杨舜之听到从温远山口中说出了这句话,只想发笑。
“因为你太可怜了,你是我见过最可怜的人,而我不会像你一样。”
杨舜之天生的情感缺陷,让他根本不明白什么是父子亲情,不明白什么是爱情。
他从小到大见到的,只是形单影只的父亲时常坐在母亲的墓前悲伤地哭泣,一个人对着牌位自言自语,一个人在酒后追忆两人过去,就连在梦里也喊着母亲的名字。
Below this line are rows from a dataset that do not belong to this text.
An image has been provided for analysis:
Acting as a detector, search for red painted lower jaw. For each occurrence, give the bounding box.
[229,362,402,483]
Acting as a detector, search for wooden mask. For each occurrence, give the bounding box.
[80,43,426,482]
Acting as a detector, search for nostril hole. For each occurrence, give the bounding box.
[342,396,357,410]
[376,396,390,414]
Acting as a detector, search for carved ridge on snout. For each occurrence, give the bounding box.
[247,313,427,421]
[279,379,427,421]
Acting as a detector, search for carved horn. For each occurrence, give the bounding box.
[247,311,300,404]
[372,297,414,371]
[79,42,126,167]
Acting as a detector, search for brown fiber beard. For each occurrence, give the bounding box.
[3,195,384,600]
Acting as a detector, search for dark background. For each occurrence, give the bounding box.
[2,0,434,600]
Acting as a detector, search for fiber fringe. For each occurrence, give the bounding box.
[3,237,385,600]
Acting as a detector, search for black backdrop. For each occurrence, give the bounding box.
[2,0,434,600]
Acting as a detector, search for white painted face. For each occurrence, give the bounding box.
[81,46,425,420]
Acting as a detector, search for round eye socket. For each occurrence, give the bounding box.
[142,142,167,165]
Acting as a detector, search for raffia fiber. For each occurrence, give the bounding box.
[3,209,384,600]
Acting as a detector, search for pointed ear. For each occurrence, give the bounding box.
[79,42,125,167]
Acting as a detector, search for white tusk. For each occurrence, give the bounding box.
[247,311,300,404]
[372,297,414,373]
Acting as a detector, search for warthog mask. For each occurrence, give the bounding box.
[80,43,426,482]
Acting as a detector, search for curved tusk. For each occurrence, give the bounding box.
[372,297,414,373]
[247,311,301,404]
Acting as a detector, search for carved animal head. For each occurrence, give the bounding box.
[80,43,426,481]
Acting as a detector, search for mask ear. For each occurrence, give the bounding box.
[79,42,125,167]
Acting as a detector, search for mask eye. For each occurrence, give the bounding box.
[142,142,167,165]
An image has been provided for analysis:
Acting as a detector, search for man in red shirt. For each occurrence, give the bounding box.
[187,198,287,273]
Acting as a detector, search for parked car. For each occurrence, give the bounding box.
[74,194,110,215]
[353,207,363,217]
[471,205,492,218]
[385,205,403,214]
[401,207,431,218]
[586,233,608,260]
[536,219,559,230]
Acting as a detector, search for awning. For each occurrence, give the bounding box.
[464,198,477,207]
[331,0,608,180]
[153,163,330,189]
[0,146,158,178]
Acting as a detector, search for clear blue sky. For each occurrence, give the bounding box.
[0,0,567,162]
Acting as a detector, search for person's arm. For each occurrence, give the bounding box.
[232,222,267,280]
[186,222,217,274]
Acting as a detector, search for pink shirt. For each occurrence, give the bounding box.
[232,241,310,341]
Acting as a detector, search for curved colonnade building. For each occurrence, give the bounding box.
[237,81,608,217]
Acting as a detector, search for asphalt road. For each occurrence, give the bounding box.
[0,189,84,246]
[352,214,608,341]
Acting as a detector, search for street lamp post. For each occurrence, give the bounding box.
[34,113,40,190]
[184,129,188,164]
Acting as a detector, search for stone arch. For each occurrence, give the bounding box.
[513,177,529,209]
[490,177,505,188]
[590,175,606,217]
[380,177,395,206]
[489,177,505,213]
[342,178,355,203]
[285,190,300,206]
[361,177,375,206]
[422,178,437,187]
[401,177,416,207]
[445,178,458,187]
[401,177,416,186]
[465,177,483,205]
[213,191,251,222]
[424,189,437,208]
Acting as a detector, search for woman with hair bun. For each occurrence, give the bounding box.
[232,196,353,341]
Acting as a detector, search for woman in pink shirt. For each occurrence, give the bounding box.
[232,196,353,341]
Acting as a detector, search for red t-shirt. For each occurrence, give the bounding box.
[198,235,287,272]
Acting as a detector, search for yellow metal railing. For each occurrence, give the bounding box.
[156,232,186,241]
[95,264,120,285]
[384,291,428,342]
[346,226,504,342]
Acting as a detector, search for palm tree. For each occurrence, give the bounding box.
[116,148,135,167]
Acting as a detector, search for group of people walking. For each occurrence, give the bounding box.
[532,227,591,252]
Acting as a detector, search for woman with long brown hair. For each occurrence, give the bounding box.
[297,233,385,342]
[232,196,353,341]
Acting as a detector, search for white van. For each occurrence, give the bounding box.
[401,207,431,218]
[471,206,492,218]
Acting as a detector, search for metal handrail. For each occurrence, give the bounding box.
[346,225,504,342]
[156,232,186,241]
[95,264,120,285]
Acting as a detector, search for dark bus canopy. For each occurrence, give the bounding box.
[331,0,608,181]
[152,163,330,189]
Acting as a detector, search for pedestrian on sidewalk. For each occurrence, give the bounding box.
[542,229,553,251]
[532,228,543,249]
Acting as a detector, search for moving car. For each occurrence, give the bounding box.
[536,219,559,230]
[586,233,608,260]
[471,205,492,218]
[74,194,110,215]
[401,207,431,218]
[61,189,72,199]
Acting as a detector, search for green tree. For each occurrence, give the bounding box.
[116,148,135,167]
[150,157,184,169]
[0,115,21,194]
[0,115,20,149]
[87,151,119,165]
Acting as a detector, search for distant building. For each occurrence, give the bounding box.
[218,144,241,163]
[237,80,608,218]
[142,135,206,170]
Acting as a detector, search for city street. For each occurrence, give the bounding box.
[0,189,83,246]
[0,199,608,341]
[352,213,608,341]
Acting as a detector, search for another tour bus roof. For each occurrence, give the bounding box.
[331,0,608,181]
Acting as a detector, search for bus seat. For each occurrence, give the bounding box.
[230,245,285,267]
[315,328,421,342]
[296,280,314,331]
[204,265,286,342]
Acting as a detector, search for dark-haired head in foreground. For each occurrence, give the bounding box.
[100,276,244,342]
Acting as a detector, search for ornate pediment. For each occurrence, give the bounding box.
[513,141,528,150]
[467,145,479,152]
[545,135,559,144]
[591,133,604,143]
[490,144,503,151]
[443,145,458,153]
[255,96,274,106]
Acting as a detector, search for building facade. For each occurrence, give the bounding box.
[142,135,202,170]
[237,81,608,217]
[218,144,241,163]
对杨舜之来说,父亲对母亲的那些思念,都是人痛苦的表现。
“他不会像你这样凄惨,用漫长的人生去想念一个人。我,我已经有了数不清的夫人,温远山!我永远不会像你一样孤独可怜,生生世世,都会有人在等着我!哈哈哈……”
“我竟然,是你杀人的原因吗?”
温远山扶着墙,瘫软地坐在地上,心痛得捶胸顿足。
可是他引以为豪的儿子却感受不到丝毫羞愧,杨舜之甚至不愿意多看父亲一眼,他手里紧紧攥住王姑娘的手臂,一点一点朝衙门口走去。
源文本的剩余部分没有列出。